The sharp voice of the executive officer of the court rang out, and there was stillness almost breathless. Up rose the clerk, a learned man, keeper of the records, and read the indictment; that done, he laid the portrait of the accused on the table before the judge; then the trial began.
The judge, playing carelessly with the fatal arrow, said,—“Hualpa, son of Tepaja, the Tihuancan, stand up, and answer.”
And the prisoner arose, and saluted court and king, and answered, “It is true, that on the night of the banquet, I fought the Tezcucan; by favor of the gods, I defeated, without slaying him. He is here in person to acquit me.”

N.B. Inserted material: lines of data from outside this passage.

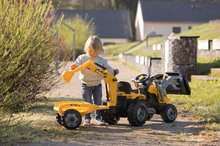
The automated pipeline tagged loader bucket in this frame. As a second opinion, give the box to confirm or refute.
[61,70,74,83]
[166,72,191,95]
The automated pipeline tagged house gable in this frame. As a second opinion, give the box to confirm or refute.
[140,0,220,22]
[56,9,132,40]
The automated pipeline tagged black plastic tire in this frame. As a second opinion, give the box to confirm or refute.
[160,104,177,123]
[147,114,154,121]
[102,111,120,125]
[128,101,148,126]
[56,113,63,126]
[62,109,82,130]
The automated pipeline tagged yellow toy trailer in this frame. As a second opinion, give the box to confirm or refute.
[54,60,190,129]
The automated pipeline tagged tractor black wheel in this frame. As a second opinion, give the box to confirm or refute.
[147,114,154,121]
[56,113,63,125]
[160,104,177,123]
[128,101,148,126]
[102,110,120,125]
[62,109,82,130]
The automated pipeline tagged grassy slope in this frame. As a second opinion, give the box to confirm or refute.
[105,37,164,56]
[178,22,220,40]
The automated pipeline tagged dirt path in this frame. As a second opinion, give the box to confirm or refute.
[40,61,220,146]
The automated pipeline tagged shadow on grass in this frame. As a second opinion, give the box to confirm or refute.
[79,120,205,135]
[198,59,220,75]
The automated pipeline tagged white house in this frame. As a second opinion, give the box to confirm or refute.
[56,9,133,44]
[135,0,220,40]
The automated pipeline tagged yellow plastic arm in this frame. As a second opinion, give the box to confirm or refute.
[61,60,117,106]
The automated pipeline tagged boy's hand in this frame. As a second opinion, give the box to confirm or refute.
[71,63,77,70]
[114,69,119,75]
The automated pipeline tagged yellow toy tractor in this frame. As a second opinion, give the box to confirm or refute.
[54,60,190,129]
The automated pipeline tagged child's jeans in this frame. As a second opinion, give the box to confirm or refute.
[82,84,102,120]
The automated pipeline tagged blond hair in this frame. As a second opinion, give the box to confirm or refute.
[84,35,104,54]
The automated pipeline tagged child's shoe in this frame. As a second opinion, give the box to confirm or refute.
[95,119,107,126]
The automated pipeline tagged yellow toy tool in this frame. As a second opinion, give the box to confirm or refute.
[54,60,190,129]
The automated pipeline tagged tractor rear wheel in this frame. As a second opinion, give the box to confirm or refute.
[62,109,82,130]
[128,101,148,126]
[56,113,63,125]
[160,104,177,123]
[102,110,120,125]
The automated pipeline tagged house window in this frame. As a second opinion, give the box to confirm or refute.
[173,27,181,33]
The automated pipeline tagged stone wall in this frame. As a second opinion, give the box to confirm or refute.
[162,37,198,80]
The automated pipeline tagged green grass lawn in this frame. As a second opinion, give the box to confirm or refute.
[178,22,220,40]
[104,37,164,57]
[0,97,79,145]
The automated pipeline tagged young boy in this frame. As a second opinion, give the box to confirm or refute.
[71,35,119,126]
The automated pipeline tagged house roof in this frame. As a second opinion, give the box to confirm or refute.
[56,9,132,39]
[140,0,220,22]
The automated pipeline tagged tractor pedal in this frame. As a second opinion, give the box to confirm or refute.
[148,108,156,114]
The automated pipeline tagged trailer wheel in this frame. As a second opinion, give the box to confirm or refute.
[147,114,154,121]
[62,109,82,130]
[56,113,63,126]
[160,104,177,123]
[102,110,120,125]
[128,101,148,126]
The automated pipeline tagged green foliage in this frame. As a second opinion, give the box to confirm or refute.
[59,15,95,58]
[172,81,220,123]
[0,0,61,112]
[198,57,220,75]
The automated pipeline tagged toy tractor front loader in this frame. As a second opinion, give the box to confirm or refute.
[54,60,190,129]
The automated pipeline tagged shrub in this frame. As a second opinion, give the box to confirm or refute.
[0,0,62,112]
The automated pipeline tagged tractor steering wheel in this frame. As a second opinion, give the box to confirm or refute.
[134,74,150,83]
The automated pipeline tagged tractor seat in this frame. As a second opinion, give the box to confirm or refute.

“Bring the witness,” said the judge.
Some of the officers retired; during their absence a solemn hush prevailed; directly they returned, carrying a palanquin. Right before the dais they set it down, and drew aside the curtains. Then slowly the Tezcucan came forth,—weak, but unconquered. At the judge he looked, and at the king, and all the fire of his haughty soul burned in the glance. Borrowing strength from his pride, he raised his head high, and said, scornfully,—
“The power of my father’s friend is exceeding great; he speaks, and all things obey him. I am sick and suffering; but he bade me come, and I am here. What new shame awaits me?”
Montezuma answered, never more a king than then: “’Hualpill was wise; his son is foolish; for the memory of the one I spare the other. The keeper of this sacred place will answer why you are brought here. Look that he pardons you lightly as I have.”
Then the judge said, “Prince of Tezcuco, you are here by my order. There stands one charged with your murder. Would you have had him suffer the penalty? You have dared be insolent. See, O prince, that before to-morrow you pay the treasurer ten thousand quills of gold. See to it.” And, returning the portrait to the clerk, he added, “Let the accused go acquit.”
“Ah! said I not so, said I not so?” muttered the Chalcan, rubbing his hands joyfully, and disturbing the attentive people about him.
“Hist, hist!” they said, impatiently. “What more? hearken!”
Hualpa was kneeling before the monarch.
“Most mighty king,” he said, “if what I have done be worthy reward, grant me the discharge of this fine.”
“How!” said Montezuma, amazed. “The Tezcucan is your enemy!”
“Yet he fought me fairly, and is a warrior.”
The eyes of the king sought those of Iztlil’.
“What says the son of ’Hualpilli?”
The latter raised his head with a flash of the old pride. “He is a slave of Guatamozin’s: I scorn the intercession. I am yet a prince of Tezcuco.”
Then the monarch went forward, and sat by the judge. Not a sound was heard, till he spoke.
“Arise, and come near,” he said to Hualpa. “I will do what becomes me.”
His voice was low and tremulous with feeling, and over his face came the peculiar suffusion of sadness afterwards its habitual expression. The hunter kissed the floor at his feet, and remained kneeling. Then he continued,—
“Son of the Tihuancan, I acknowledge I owe my life to you, and I call all to hear the acknowledgment. If the people have thought this prosecution part of my gratitude,—if they have marvelled at my appearing as your accuser, much have they wronged me. I thought of reward higher than they could have asked for you; but I also thought to try you. A slave is not fit to be a chief, nor is every chief fit to be a king. I thought to try you: I am satisfied. When your fame goes abroad, as it will; when the minstrels sing your valor; when Tenochtitlan talks of the merchant’s son, who, in the garden, slew the tiger, and saved the life of Montezuma,—let them also tell how Montezuma rewarded him; let them say I made him noble.”
Thereupon he arose, and transferred the panache from his head to Hualpa’s. Those close by looked at the gift, and saw, for the first time, that it was not the crown, but the crest of a chief or cacique. Then they knew that the trial was merely to make more public the honors designed.